Auch in Vereinen, Schulen und anderen Einrichtungen für Kinder und Jugendliche versuchen Täter mit potentiellen Opfern in Kontakt zu kommen und deren Vertrauen zu gewinnen. Als Lehrer, Betreuer und Trainer kennen sie den Tages- oder Trainingsablauf von Mädchen und Jungen genau. Es fällt ihnen leicht, Tatort und Zeitpunkt zu wählen, um unbeobachtet ein Kind zu missbrauchen. Oft schaffen sie auch Gelegenheiten, um mit ihrem Opfer allein zu sein – beispielweise bei einer Fahrt zum Lehrgang oder beim Einzeltraining. Viele Vereine haben darauf reagiert und vorbeugende Maßnahmen ergriffen.

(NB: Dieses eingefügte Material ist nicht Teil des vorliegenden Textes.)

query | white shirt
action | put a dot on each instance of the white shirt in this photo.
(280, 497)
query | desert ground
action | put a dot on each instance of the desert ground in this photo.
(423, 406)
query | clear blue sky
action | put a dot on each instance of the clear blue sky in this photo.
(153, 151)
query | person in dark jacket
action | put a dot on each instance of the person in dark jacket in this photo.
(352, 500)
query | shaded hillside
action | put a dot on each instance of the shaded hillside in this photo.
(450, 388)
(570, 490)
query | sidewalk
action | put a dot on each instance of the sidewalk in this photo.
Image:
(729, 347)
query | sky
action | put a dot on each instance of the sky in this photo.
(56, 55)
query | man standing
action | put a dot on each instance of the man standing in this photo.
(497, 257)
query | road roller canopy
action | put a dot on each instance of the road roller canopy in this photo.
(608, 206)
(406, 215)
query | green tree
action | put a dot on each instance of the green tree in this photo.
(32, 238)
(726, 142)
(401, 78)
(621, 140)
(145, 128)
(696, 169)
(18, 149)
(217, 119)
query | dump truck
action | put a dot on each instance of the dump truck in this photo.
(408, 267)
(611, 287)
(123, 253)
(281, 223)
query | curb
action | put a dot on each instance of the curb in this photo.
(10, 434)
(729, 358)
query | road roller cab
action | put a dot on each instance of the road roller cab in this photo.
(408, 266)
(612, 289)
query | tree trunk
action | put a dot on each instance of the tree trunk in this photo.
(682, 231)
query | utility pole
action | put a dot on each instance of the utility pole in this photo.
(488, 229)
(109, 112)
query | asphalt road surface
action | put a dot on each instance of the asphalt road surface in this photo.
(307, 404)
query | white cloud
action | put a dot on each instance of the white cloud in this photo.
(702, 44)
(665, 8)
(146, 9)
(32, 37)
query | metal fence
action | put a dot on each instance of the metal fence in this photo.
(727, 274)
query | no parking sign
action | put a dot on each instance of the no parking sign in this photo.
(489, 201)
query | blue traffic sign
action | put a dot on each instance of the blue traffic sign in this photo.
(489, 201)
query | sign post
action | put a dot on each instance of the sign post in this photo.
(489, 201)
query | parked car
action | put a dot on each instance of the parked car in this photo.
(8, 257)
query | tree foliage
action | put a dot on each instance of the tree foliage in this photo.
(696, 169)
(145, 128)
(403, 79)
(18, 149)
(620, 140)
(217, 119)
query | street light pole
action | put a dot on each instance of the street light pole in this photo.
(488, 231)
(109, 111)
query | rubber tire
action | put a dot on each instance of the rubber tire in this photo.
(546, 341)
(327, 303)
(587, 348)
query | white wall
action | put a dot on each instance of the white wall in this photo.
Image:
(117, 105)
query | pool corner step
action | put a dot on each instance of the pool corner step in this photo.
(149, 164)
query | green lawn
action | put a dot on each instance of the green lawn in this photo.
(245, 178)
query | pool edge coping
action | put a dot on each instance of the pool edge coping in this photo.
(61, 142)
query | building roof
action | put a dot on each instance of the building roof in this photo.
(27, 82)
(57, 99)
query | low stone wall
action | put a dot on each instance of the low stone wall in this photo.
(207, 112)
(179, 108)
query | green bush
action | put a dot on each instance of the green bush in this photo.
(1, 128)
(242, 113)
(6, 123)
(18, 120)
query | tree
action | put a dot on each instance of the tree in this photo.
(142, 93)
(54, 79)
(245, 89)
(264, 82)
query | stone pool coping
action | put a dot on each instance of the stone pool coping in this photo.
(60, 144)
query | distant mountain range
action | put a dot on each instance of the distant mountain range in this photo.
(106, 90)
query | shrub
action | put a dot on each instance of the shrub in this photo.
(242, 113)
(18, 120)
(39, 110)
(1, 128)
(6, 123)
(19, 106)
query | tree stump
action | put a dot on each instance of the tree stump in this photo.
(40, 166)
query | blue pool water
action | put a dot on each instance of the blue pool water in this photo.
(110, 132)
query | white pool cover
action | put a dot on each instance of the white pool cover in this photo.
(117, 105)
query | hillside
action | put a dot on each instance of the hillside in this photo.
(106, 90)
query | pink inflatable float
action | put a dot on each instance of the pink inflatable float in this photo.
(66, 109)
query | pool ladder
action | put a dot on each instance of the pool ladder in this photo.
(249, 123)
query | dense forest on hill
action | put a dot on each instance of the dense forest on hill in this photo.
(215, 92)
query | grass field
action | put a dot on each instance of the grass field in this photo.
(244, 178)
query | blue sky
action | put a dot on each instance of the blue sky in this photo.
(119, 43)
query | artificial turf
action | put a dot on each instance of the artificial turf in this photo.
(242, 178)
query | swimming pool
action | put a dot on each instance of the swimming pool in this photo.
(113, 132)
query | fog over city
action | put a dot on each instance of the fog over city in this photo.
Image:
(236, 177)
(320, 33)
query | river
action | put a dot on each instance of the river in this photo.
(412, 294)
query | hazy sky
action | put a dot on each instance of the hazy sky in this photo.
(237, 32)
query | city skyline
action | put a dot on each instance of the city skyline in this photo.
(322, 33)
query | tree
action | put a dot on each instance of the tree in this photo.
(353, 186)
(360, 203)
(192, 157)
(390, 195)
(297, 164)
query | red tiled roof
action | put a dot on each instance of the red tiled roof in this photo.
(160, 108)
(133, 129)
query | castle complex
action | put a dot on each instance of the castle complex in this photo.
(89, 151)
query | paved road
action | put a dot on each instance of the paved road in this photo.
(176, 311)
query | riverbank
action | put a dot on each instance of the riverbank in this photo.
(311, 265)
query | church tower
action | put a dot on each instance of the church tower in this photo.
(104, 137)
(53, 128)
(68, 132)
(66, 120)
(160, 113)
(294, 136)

Wenn Sie ein Kind in die Obhut eines Vereins oder einer Institution geben, scheuen Sie sich daher nicht zu fragen, ob:

  • Betreuer einen Ehrenkodex oder eine Verpflichtungserklärung unterzeichnen, in denen die Regeln des Umgangs mit Kindern niedergelegt sind,
  • Mitarbeiter vor Aufnahme einer Tätigkeit ein erweitertes polizeiliches Führungszeugnis vorlegen müssen,
  • Leitlinien zum Vorgehen im Verdachtsfall bestehen.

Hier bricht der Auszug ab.